At some point in those working years, I was called to take my old “stuff” out of Mom and Dad’s attic. There among the flotsam and jetsam of my youth, carefully packed away, were my two fountain pens, a dinged up Parker 75 Ciselé gotten for my 12th birthday after a good report card and a Black PFM I bought at some point in high school (50% off as I recall, since no one wanted fountain pens so much back then).
The two pens followed me around for 20 more years! One day along about 1995, after reading an article about the popularity of old pens, I dug them out, got some ink, and fired them up. It was cool writing with antique pens!
I was hooked. Found Ebay, FPN, and other sites. Suddenly I was accumulating old pens much faster than my ability to learn how to fix them.
I am now in the enviable position of working a few days a week at my avocation. I ruminate every week during my commute to Nashua at my marvelous good fortune.
In elementary school, we wore blue-and-white checkered smocks that hid ink splats. In secondary school we were freed from the tyranny of ink bottles and did away with the smocks. Most of my classmates started using ballpoints, but I had a brand new Parker 45 that used cartridges in a pinch.
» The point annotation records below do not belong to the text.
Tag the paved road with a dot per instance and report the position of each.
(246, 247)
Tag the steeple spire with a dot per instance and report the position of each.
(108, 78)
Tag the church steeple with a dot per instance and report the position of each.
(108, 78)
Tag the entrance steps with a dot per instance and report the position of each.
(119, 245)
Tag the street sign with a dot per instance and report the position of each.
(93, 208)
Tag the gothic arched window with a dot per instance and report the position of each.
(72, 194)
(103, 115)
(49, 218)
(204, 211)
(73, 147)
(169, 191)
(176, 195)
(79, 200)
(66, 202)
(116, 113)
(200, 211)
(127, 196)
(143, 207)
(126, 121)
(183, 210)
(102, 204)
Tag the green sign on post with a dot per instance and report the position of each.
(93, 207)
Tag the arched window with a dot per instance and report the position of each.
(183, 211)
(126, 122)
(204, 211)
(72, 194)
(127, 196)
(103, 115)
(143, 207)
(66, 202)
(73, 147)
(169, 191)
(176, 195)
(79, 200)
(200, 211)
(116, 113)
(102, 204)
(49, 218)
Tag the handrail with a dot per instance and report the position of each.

I loved changing nib width and ink color. Eventually I put my collection of garden-variety Sheaffers and Parkers away because most of my writing was from a keyboard.
The “good” pen in the family had been a Parker “51” with a gold cap, but it was missing when I cleared my parents’ apartment. I did find some vintage pens that I had never seen: a PFM V, a little Wahl-Eversharp ringtop... another world of pens opened up. Instead of just replacing that Parker “51”, I started buying interesting looking vintage pens and collecting ink varietals and colors. Those Internet-bought pens weren’t always in their prime. There is a world of repairs I am learning, but I have a head start: I am a fair silversmith, so I know that nibs require a well-calculated touch.
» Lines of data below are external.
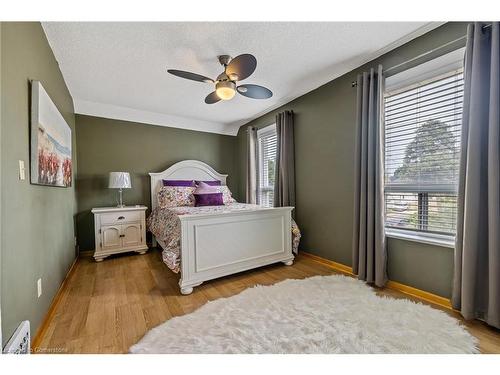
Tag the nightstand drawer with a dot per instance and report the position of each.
(120, 217)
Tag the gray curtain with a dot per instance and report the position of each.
(476, 285)
(369, 247)
(251, 168)
(284, 183)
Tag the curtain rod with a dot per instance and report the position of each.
(409, 61)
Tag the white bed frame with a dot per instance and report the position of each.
(220, 244)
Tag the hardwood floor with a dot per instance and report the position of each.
(109, 306)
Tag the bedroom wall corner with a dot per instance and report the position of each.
(37, 222)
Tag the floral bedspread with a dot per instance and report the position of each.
(164, 223)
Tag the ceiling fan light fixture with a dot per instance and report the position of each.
(225, 90)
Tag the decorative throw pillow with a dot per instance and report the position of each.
(211, 183)
(178, 183)
(176, 196)
(204, 188)
(226, 194)
(208, 199)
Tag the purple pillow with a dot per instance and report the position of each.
(178, 182)
(209, 199)
(211, 183)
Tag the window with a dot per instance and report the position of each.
(266, 145)
(422, 152)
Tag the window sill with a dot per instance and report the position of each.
(427, 238)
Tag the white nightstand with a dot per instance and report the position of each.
(118, 230)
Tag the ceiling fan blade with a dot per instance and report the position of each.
(241, 67)
(255, 91)
(189, 75)
(212, 98)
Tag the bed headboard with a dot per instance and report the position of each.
(184, 170)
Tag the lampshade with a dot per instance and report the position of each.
(119, 180)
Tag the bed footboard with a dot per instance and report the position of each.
(215, 245)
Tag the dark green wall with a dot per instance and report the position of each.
(106, 145)
(324, 154)
(37, 221)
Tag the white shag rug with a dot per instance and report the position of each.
(321, 314)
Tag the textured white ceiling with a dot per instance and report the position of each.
(118, 70)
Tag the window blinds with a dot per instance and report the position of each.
(422, 152)
(267, 161)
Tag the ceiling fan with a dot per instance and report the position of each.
(226, 84)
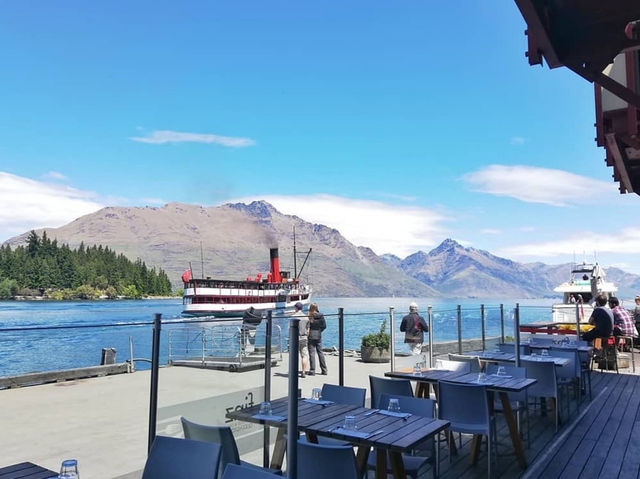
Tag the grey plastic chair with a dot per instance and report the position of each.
(233, 471)
(320, 461)
(519, 401)
(547, 384)
(458, 366)
(395, 387)
(466, 407)
(415, 466)
(474, 361)
(171, 457)
(221, 435)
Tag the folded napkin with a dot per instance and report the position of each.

I was born and raised in Nashua. I’m a junior at Keene State College, a school that I surely enjoy. I’ve known the Binders since before I was a teenager and worked for them since late 2005, and have been dragged deeper into the world of fountain pens. Fountain pens are very interesting, and I tend to show my friends the two fountain pens that I own. Most don’t know what they are, and I gladly pull one out and show them how it works, then I let them try it out. They wonder why a person my age has fountain pens, and I simply tell them that when I was hired to pack and ship them I discovered how cool they really are.
Most of the time I pack and ship pens that are returning to their owners or going to new homes. (I’m basically the shipping department.) However, I often get to do a little more. I also do several other things, such as logging pens in and out of inventory and assembling orders for shipping. I fill in for Barbara in the “office” when she is out of town. Most importantly, I get to play with the kids. Susanna is my “God-Sister” (my parents’ goddaughter), so of course naturally I play with her. I play with her older brother Patrick, too, as he and I spent a summer reading books on the hammock when he was younger.